Real-time Quotes/Pricing Management for Driverama Germany GmbH

A comprehensive AI driven solution for automated determination of purchase prices, including real-time monitoring of vehicle prices offered on European markets; creation of a comprehensive tool for setting a pricing strategy parameters; a robust statistical model and API to set the optimal price range for each vehicle visitor enters in a quote web form.

Client introduction

Driverama, an inventive online used-car dealership, focuses on users’ hassle free and haggle-free experience. Since their creation in late 2020, they have also opened several physical branches in Germany, formed a strategic partnership with German auto-workshop Stop + Go and became the most trusted used-car dealer on Trustpilot, averaging 4.9 stars as of 2022.

Ondřej Kuchta

“Our strategy is to provide both sellers and buyers with the best possible customer experience.
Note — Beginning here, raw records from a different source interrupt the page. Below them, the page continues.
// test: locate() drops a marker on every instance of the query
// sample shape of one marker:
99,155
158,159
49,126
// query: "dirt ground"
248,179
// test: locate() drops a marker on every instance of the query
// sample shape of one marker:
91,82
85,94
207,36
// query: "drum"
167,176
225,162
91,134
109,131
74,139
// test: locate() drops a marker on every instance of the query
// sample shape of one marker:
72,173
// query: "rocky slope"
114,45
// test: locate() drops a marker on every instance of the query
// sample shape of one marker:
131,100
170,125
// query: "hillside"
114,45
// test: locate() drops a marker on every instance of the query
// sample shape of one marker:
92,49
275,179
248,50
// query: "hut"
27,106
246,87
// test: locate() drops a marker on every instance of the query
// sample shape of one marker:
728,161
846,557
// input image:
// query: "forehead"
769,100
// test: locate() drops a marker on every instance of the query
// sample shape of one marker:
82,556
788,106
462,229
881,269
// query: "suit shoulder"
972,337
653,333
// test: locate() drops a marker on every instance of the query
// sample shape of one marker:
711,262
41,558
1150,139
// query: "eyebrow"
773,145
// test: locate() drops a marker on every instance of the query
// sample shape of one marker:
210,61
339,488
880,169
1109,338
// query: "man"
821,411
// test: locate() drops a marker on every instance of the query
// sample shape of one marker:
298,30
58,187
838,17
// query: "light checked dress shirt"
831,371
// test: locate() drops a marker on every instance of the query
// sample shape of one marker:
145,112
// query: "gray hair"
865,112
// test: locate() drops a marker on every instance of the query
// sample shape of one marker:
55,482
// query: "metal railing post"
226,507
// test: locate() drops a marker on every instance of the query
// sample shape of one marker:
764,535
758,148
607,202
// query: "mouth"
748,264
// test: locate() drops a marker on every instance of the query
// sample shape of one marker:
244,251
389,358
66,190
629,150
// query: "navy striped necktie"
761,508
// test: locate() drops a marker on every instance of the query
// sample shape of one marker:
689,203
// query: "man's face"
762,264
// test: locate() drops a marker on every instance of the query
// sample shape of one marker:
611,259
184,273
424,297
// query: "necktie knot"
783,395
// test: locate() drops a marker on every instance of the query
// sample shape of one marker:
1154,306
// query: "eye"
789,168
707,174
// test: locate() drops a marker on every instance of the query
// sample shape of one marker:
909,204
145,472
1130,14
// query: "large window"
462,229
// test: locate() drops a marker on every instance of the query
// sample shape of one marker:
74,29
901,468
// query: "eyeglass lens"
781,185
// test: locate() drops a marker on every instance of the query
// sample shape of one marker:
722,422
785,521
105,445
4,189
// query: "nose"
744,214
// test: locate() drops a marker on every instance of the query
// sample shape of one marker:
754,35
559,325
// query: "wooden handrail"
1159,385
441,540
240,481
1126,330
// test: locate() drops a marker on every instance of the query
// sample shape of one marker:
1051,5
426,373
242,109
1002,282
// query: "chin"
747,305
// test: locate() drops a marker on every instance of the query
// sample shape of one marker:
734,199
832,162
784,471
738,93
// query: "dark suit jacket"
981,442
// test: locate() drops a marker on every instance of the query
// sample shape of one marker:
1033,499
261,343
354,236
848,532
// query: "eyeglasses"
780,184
Our goal was to be able to immediately provide the client with the best possible quote but still allow the company to generate sufficient profit. Determining a fair price for a buyout within the pan-European market based on a simple web form required a robust data analytics solution in the background. I am glad that there is a company like Resulmatic on the market that really understands our business and can build an end-to-end solution from data acquisition, data analysis to integration into our internal and customer applications.“

Ondřej Kuchta | Chief Technology Officer

Business Case

The client's business model is built on making the used car sales process faster and cheaper, a great customer experience right from the buying process. Offering a fair price for the car on offer to the prospective buyer immediately after the enquiry is made, and at the scale of the pan-European market, required a robust data and analytics solution. Buying a car from different countries carries different costs, different tax models are applied, and the accuracy of the parameters entered about the car is not always ideal.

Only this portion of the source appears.